DeWitt Clinton will not be standing near the terminus of his ditch anytime soon.
The Erie Canal Harbor Development Corp. board of directors this week blocked installation of a two-ton wooden statue of the man who championed construction of the original Erie Canal. The Clinton likeness, carved from one of the fallen trees from the October 2006 storm, was donated by the Niagara Tourism and Convention Center.
The gesture was kind but the 8-foot-tall carving is not among the interpretive elements planned for the historic Buffalo waterfront site, said Larry Quinn, vice chairman of the harbor panel.
"That site has to be more than a receptacle of nice ideas and nice things just because we have space," Quinn said.
Therese Forton-Barnes, of Carvings for a Cause, the nonprofit foundation that is spearheading the "fallen trees to art" effort, said she understands the board's decision.
"Niagara Tourism and USA Niagara donated the Clinton statue as a gift to the City of Buffalo, and it's up to me to find a permanent site to display it," Forton-Barnes said. "There are many other options in the city to explore."
The 8-foot-tall carving by chain saw artist Rick Pratt could find a temporary home along Elmwood Avenue, where about a dozen of the Carvings for a Cause statues are now on display.
Forton-Barnes said that while placement next to the rewatered Commercial Slip and Central Wharf seemed ideal for the canal icon, she doesn't view the board's decision as a slight.
While ruling out DeWitt Clinton's statue, the board has softened its stance on installation of a three-story-tall "ghosted facade" it put on hold in mid-October. Crews have been given a green light to complete construction of the screenlike interpretive element, which the board originally described as "inappropriate, ugly and tasteless."
The change of heart followed a 40-minute presentation by the project's architect, Peter Flynn, of Flynn Battaglia Architects of Buffalo, and Keith Helmetag, principal of New York City-based C&G Partners LLC, designer of the interpretive pieces.
"We'll reserve judgment until we see the final product, instead of looking at it in segments and individual pieces," said Jordan Levy, the harbor board chairman.

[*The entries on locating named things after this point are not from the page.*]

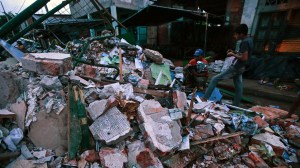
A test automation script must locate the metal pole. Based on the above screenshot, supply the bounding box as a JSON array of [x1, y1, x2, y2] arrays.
[[204, 13, 208, 57], [0, 0, 50, 38], [7, 0, 74, 44]]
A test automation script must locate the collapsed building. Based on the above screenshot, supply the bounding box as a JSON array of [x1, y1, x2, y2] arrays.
[[0, 32, 299, 167], [0, 0, 300, 168]]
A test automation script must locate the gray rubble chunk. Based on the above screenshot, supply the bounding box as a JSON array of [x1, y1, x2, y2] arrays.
[[89, 107, 132, 145], [138, 100, 182, 152], [86, 100, 107, 121], [40, 76, 62, 90]]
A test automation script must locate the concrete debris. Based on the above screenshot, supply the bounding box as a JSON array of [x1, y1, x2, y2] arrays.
[[10, 100, 27, 131], [28, 105, 68, 151], [173, 90, 187, 111], [192, 124, 214, 141], [21, 53, 72, 76], [21, 144, 34, 159], [251, 133, 287, 156], [0, 109, 15, 118], [163, 146, 205, 168], [138, 100, 182, 152], [99, 148, 128, 168], [87, 99, 107, 120], [169, 108, 183, 120], [90, 107, 132, 145], [127, 140, 163, 168], [40, 76, 62, 91], [0, 31, 300, 168]]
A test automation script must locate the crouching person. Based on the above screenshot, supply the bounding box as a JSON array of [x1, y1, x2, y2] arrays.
[[184, 49, 208, 90]]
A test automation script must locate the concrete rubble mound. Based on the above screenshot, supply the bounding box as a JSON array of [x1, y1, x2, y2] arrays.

Helmetag, whose firm's work on history-themed projects is nationally recognized, urged the board members to withhold judgment until the facade, which is only 50 percent erected, has been completed.

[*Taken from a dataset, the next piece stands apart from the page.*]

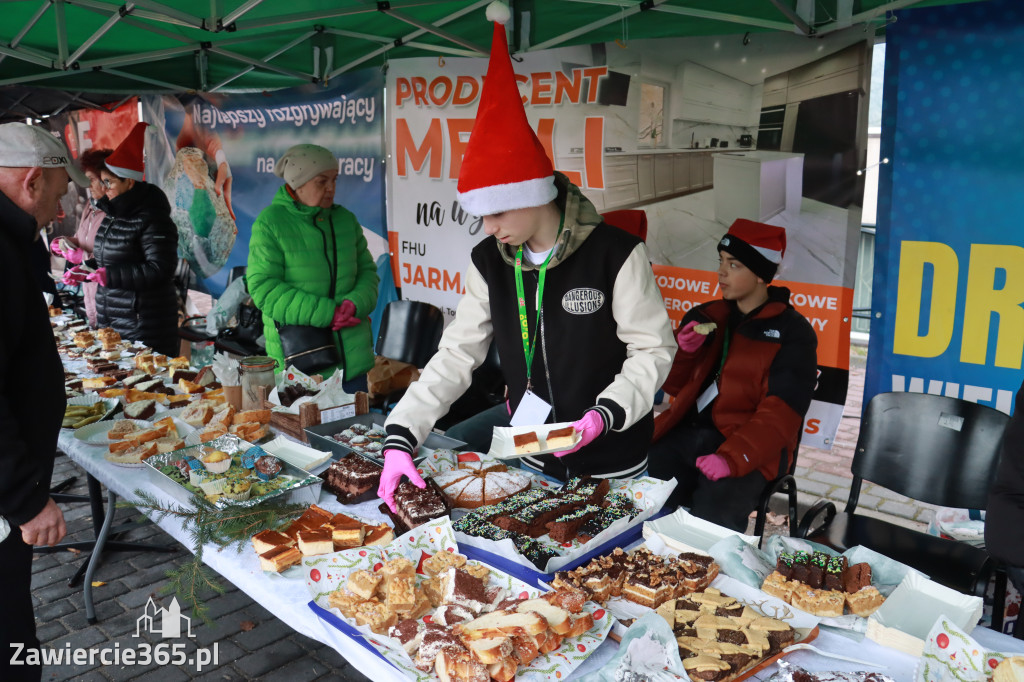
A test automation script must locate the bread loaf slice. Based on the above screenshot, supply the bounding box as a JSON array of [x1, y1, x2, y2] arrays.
[[516, 598, 572, 634]]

"Our goal was a design that was appealing and historically accurate," Flynn said. "I believe we'll achieve that."
When finished, the facade will represent a generic, canal-era building that might have stood at the site. Nine faux windows will be filled with images depicting canal district occupations, with a 10-foot-by-20-foot base panel housing a giant map of the Erie Canal and additional images of how goods were moved between the East and Midwest.
The facade and other interpretive pieces that were scheduled to be installed this month are now expected to be completed by the end of the year. The Erie Canal Harbor site will see its official debut in the spring.